Book Synopsis The New Guitarscape in Critical Theory, Cultural Practice and Musical Performance by : Kevin Dawe
Download or read book The New Guitarscape in Critical Theory, Cultural Practice and Musical Performance written by Kevin Dawe and published by Routledge. This book was released on 2017-07-05 with total page 248 pages. Available in PDF, EPUB and Kindle. Book excerpt: In The New Guitarscape, Kevin Dawe argues for a re-assessment of guitar studies in the light of more recent musical, social, cultural and technological developments that have taken place around the instrument. The author considers that a detailed study of the guitar in both contemporary and cross-cultural perspectives is now absolutely essential and that such a study must also include discussion of a wide range of theoretical issues, literature, musical cultures and technologies as they come to bear upon the instrument.

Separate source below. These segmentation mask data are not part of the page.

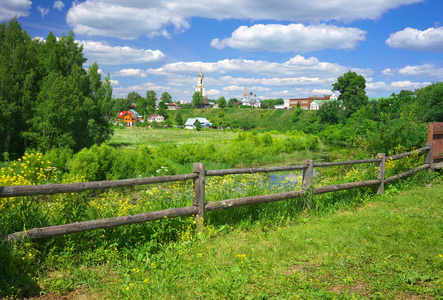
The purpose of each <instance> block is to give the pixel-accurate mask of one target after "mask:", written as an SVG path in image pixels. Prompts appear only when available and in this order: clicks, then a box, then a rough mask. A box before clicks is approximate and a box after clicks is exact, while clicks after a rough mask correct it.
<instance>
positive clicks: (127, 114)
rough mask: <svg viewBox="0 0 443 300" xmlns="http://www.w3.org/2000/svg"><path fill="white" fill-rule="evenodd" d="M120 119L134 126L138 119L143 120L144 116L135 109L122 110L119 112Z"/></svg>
mask: <svg viewBox="0 0 443 300" xmlns="http://www.w3.org/2000/svg"><path fill="white" fill-rule="evenodd" d="M118 121H119V122H124V123H126V125H128V126H134V125H135V122H136V121H139V122H143V121H144V120H143V116H141V115H139V114H138V112H136V111H135V110H134V109H130V110H125V111H121V112H120V113H119V114H118Z"/></svg>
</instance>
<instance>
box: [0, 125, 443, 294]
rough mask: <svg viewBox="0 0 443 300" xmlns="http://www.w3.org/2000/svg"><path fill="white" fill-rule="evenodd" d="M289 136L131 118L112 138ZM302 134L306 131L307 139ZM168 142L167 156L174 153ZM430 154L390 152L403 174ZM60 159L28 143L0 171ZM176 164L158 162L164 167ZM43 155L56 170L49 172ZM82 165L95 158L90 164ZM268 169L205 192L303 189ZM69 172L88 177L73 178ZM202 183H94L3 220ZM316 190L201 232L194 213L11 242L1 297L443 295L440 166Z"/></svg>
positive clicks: (208, 143)
mask: <svg viewBox="0 0 443 300" xmlns="http://www.w3.org/2000/svg"><path fill="white" fill-rule="evenodd" d="M290 137H293V136H291V135H288V136H286V135H280V134H277V135H272V136H271V135H266V134H259V133H241V134H239V133H237V132H230V131H210V130H208V131H200V132H197V131H190V130H178V129H155V130H150V129H119V130H116V135H115V136H114V138H113V140H112V141H111V143H110V145H112V146H114V147H117V148H121V149H120V150H121V151H122V153H126V154H128V153H131V152H130V151H132V150H134V151H137V149H141V150H143V149H144V147H153V148H154V149H155V150H154V151H152V152H155V153H157V152H164V151H166V150H167V149H169V148H170V145H171V144H172V145H177V149H178V150H182V149H185V148H180V147H181V146H184V145H186V144H187V143H189V142H191V143H195V144H198V145H200V144H201V145H202V146H205V147H206V146H207V145H208V144H216V145H217V148H223V147H226V148H227V149H232V148H230V147H232V145H235V143H240V144H238V148H239V152H238V153H239V154H240V153H241V152H242V151H244V149H245V148H244V147H243V146H244V145H249V146H248V147H251V149H253V148H255V147H263V148H260V149H264V150H263V151H266V149H267V148H266V147H265V145H266V144H268V146H269V148H272V147H274V148H277V147H278V146H279V143H283V142H281V141H280V140H279V139H280V138H290ZM293 138H294V140H295V138H300V141H303V140H304V139H308V138H309V137H307V136H303V135H302V136H295V137H293ZM112 149H113V147H110V146H105V147H97V148H94V149H91V150H90V152H85V153H83V155H84V156H81V157H80V158H78V159H79V160H81V159H83V160H87V159H89V158H90V157H92V156H94V155H96V154H97V155H98V156H97V157H98V158H99V159H98V160H97V161H98V162H103V161H104V159H105V158H106V159H108V160H110V161H113V156H110V155H109V153H111V152H112V151H111V150H112ZM212 149H215V148H212ZM114 150H115V149H114ZM175 150H176V149H175ZM175 150H174V151H175ZM110 151H111V152H110ZM115 151H117V150H115ZM213 151H214V152H215V150H213ZM399 151H401V149H400V150H399ZM313 152H315V151H306V150H303V151H301V152H300V153H298V154H296V153H295V154H293V155H294V157H295V155H298V157H299V159H300V160H301V159H302V158H303V156H304V157H305V158H312V157H313V156H311V154H312V153H313ZM137 153H140V154H143V151H140V152H137ZM155 153H154V154H155ZM169 153H171V155H168V156H172V155H173V154H174V152H172V151H171V152H169ZM268 153H271V152H268ZM145 155H146V153H145ZM193 155H194V154H193ZM367 155H368V154H367V153H366V152H365V151H364V149H360V150H357V149H352V147H350V149H348V150H345V149H343V150H342V152H341V157H342V158H343V159H345V160H346V159H348V158H349V157H350V158H357V156H358V158H365V157H367ZM126 156H128V155H126ZM115 157H117V158H118V156H115ZM195 157H197V156H195ZM270 157H271V158H273V159H275V157H277V158H278V157H280V156H270ZM288 157H289V156H288V155H287V156H286V158H288ZM140 158H142V157H141V156H140ZM153 158H154V159H161V158H160V156H153ZM203 158H204V157H203ZM280 158H282V157H280ZM134 161H137V160H134ZM295 161H296V160H292V163H294V162H295ZM422 161H423V157H422V156H421V155H418V154H416V155H412V156H411V157H409V158H405V159H402V160H398V161H388V162H387V163H386V172H387V174H390V175H392V174H397V173H400V172H403V171H405V170H409V169H411V168H412V167H414V166H416V165H417V164H422ZM50 163H51V162H50V161H49V160H47V159H46V158H45V157H44V156H43V155H39V154H27V155H26V156H24V157H23V158H22V159H21V161H20V162H19V163H17V162H12V163H11V164H10V165H9V166H7V167H6V168H3V169H2V172H5V173H4V174H3V175H2V176H0V180H2V182H3V183H2V184H0V185H8V182H19V183H20V182H23V183H25V184H38V183H42V182H43V181H46V182H52V181H51V180H53V179H54V178H58V177H57V174H56V173H55V172H53V169H51V165H50ZM164 163H165V161H163V162H162V165H161V166H163V169H162V167H160V169H159V170H161V171H164V170H165V169H164V166H165V164H164ZM272 163H273V164H278V163H281V161H273V162H272ZM41 166H44V170H48V171H47V172H46V171H45V172H43V173H42V171H41V170H42V168H41ZM84 168H89V169H91V168H92V164H86V165H85V167H84ZM22 171H23V172H22ZM8 172H9V173H8ZM375 173H376V169H375V168H374V166H373V165H367V166H366V167H364V166H356V167H354V166H353V167H349V168H338V167H334V168H329V169H324V171H323V172H320V173H319V174H318V176H317V178H316V179H315V184H318V185H322V184H328V182H329V184H330V183H331V182H334V183H339V182H352V181H361V180H366V179H369V178H374V176H375ZM71 175H72V174H71ZM390 175H387V176H390ZM51 176H53V177H51ZM42 177H43V178H42ZM270 179H271V177H270V176H269V175H268V174H265V175H260V174H246V175H228V176H224V177H210V178H207V179H206V198H205V199H206V201H207V202H210V201H219V200H222V199H230V198H236V197H245V196H254V195H262V194H270V193H277V192H283V191H291V190H299V189H300V182H299V181H298V179H299V174H293V175H291V176H289V177H287V178H286V179H284V180H282V181H276V182H274V181H273V180H270ZM8 180H9V181H8ZM33 180H34V181H33ZM63 180H71V181H76V180H78V178H76V177H69V176H68V177H65V178H64V179H63ZM192 195H193V190H192V183H191V182H187V183H171V184H161V185H160V184H158V185H152V186H139V187H135V188H128V189H124V190H123V189H118V190H108V191H105V192H96V193H87V192H84V193H80V194H63V195H60V194H59V195H54V196H47V197H17V198H3V199H0V200H1V201H0V207H1V209H2V215H1V216H0V220H1V225H2V230H3V233H5V234H7V233H11V232H15V231H19V230H23V229H26V228H34V227H45V226H51V225H58V224H66V223H73V222H78V221H85V220H93V219H102V218H109V217H115V216H126V215H130V214H137V213H141V212H147V211H158V210H163V209H167V208H170V207H182V206H189V205H191V203H192ZM306 201H307V198H305V197H303V198H300V199H290V200H285V201H280V202H275V203H269V204H262V205H254V206H247V207H240V208H236V209H232V210H226V211H217V212H211V213H207V214H206V215H205V220H204V221H205V226H206V227H205V230H204V232H203V233H197V232H196V230H195V221H194V218H192V217H182V218H174V219H164V220H163V219H162V220H159V221H155V222H148V223H142V224H134V225H128V226H121V227H114V228H108V229H101V230H95V231H90V232H83V233H76V234H72V235H66V236H60V237H54V238H47V239H42V240H32V241H31V240H25V241H18V242H15V243H11V244H7V243H1V244H0V246H1V247H0V266H2V267H3V270H2V272H0V297H5V298H32V297H33V298H34V299H36V298H41V299H48V300H49V299H59V298H61V297H62V296H64V297H67V298H69V299H77V298H78V299H130V298H134V299H147V298H148V299H441V298H442V297H443V273H442V272H443V252H442V250H441V249H443V239H442V229H443V219H442V215H443V183H442V177H441V175H440V174H438V173H430V172H427V171H422V172H420V173H417V174H415V175H413V176H411V177H408V178H407V179H404V180H401V181H396V182H395V183H393V184H388V185H386V186H385V194H384V195H381V196H380V195H378V196H374V191H373V189H371V188H360V189H357V190H348V191H341V192H337V193H330V194H324V195H315V196H313V205H312V210H310V211H308V210H307V209H306Z"/></svg>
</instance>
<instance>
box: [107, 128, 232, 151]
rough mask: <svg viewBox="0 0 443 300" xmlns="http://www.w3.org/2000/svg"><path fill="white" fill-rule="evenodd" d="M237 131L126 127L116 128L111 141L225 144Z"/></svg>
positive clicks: (120, 145)
mask: <svg viewBox="0 0 443 300" xmlns="http://www.w3.org/2000/svg"><path fill="white" fill-rule="evenodd" d="M236 136H237V132H234V131H227V130H225V131H223V130H203V131H196V130H187V129H177V128H170V129H145V128H131V127H126V128H122V129H116V130H115V131H114V135H113V137H112V139H111V141H110V142H109V144H110V145H111V146H115V147H137V146H140V145H147V146H150V147H159V146H161V145H166V144H167V145H183V144H185V143H195V144H205V143H214V144H223V143H225V142H227V141H230V140H232V139H234V138H235V137H236Z"/></svg>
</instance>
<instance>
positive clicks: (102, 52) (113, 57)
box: [77, 41, 165, 65]
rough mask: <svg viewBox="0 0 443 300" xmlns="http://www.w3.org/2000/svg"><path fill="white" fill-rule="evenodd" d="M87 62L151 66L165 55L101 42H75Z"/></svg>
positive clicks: (85, 41) (160, 53)
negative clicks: (151, 64) (151, 65)
mask: <svg viewBox="0 0 443 300" xmlns="http://www.w3.org/2000/svg"><path fill="white" fill-rule="evenodd" d="M77 43H79V44H80V45H83V52H84V54H85V57H87V58H88V61H89V62H94V61H96V62H97V63H98V64H99V65H102V64H103V65H119V64H153V63H159V62H162V61H163V59H164V57H165V55H164V54H163V53H162V52H161V51H160V50H143V49H134V48H131V47H128V46H124V47H120V46H115V47H113V46H110V45H107V44H106V43H103V42H94V41H77Z"/></svg>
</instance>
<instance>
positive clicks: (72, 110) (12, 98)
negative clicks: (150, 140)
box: [0, 18, 112, 159]
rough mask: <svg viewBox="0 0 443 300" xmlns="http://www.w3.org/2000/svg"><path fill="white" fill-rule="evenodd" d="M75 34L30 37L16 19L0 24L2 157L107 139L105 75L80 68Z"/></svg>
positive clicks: (111, 97)
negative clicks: (31, 151)
mask: <svg viewBox="0 0 443 300" xmlns="http://www.w3.org/2000/svg"><path fill="white" fill-rule="evenodd" d="M85 62H86V58H85V57H84V55H83V49H82V47H81V46H79V45H78V44H77V43H76V42H75V41H74V34H73V33H72V32H69V34H66V35H65V34H64V35H63V36H61V37H58V38H57V37H55V36H54V34H53V33H52V32H50V33H49V34H48V36H47V37H46V39H45V40H40V39H32V38H31V37H30V36H29V35H28V34H27V32H26V31H24V30H22V28H21V26H20V24H19V22H18V21H17V18H13V19H11V20H10V21H9V22H7V23H2V24H0V116H1V117H0V153H2V154H3V156H4V157H3V158H4V159H14V158H17V157H19V156H21V155H22V154H23V153H24V152H25V151H26V149H28V148H33V149H38V150H40V151H47V150H49V149H52V148H54V147H57V148H70V149H72V150H74V151H78V150H80V149H82V148H84V147H89V146H91V145H94V144H100V143H102V142H104V141H105V140H107V139H108V138H110V136H111V135H112V128H111V126H110V122H109V120H108V118H106V117H105V116H106V115H107V112H106V108H107V106H106V104H107V103H108V102H109V100H110V99H111V98H112V87H111V84H110V77H109V75H107V76H105V78H104V79H102V76H101V74H100V73H99V68H98V65H97V64H96V63H93V64H92V65H91V66H90V67H89V69H87V70H86V69H84V68H83V64H84V63H85Z"/></svg>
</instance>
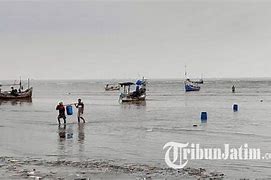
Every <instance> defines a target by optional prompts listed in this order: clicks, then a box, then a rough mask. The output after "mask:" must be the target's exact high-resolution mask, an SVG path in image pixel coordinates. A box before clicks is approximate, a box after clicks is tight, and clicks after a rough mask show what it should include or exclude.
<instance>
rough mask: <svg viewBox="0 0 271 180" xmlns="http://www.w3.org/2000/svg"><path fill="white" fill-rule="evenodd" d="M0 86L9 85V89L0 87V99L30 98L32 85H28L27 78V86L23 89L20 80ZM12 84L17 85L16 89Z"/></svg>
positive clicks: (18, 98) (13, 84)
mask: <svg viewBox="0 0 271 180" xmlns="http://www.w3.org/2000/svg"><path fill="white" fill-rule="evenodd" d="M2 86H11V89H12V90H11V91H2V90H1V89H0V99H1V100H20V99H31V98H32V92H33V87H30V86H29V80H28V88H27V89H24V88H23V86H22V81H21V80H20V83H13V84H6V85H2ZM14 86H19V88H18V90H17V89H14Z"/></svg>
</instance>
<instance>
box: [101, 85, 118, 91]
mask: <svg viewBox="0 0 271 180" xmlns="http://www.w3.org/2000/svg"><path fill="white" fill-rule="evenodd" d="M104 89H105V91H119V90H120V86H119V85H114V84H107V85H106V86H105V88H104Z"/></svg>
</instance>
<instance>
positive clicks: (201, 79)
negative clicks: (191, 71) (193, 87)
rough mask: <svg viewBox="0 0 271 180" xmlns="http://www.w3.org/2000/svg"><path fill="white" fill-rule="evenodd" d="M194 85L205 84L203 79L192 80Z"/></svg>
mask: <svg viewBox="0 0 271 180" xmlns="http://www.w3.org/2000/svg"><path fill="white" fill-rule="evenodd" d="M190 81H191V82H192V83H196V84H203V83H204V81H203V79H200V80H194V81H193V80H190Z"/></svg>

Dawe presents a synthesis of previous work on the guitar, but also expands the terms by which the guitar might be studied. Moreover, in order to understand the properties and potential of the guitar as an agent of music, culture and society, the author draws from studies in science and technology, design theory, material culture, cognition, sensual culture, gender and sexuality, power and agency, ethnography (real and virtual) and globalization. Dawe presents the guitar as an instrument of scientific investigation and part of the technology of globalization, created and disseminated through corporate culture and cottage industry, held close to the body but taken away from the body in cyberspace, and involved in an enormous variety of cultural interactions and political exchanges in many different contexts around the world. In an effort to understand the significance and meaning of the guitar in the lives of those who may be seen to be closest to it, as well as providing a critically-informed discussion of various approaches to guitar performance, technologies and techniques, the book includes discussion of the work of a wide range of guitarists, including Robert Fripp, Kamala Shankar, Newton Faulkner, Lionel Loueke, Sharon Isbin, Steve Vai, Bob Brozman, Kaki King, Fred Frith, John 5, Jennifer Batten, Guthrie Govan, Dominic Frasca, I Wayan Balawan, Vicki Genfan and Hasan Cihatter.
Book Synopsis The Theory and Practice of the Music in the Seventh-Day Adventist Church in Papua New Guinea by : Jennifer J. Jones
Download or read book The Theory and Practice of the Music in the Seventh-Day Adventist Church in Papua New Guinea written by Jennifer J. Jones and published by . This book was released on 2004 with total page 294 pages. Available in PDF, EPUB and Kindle. Book excerpt:
Download or read book Steady Steady written by Henry Dan and published by Aboriginal Studies Press. This book was released on 2013 with total page 183 pages. Available in PDF, EPUB and Kindle. Book excerpt: An autobiography by Henry 'Seaman' Dan, which explores his working life as musician, pearl-shell diver, boat skipper, drover, prospector and taxi driver.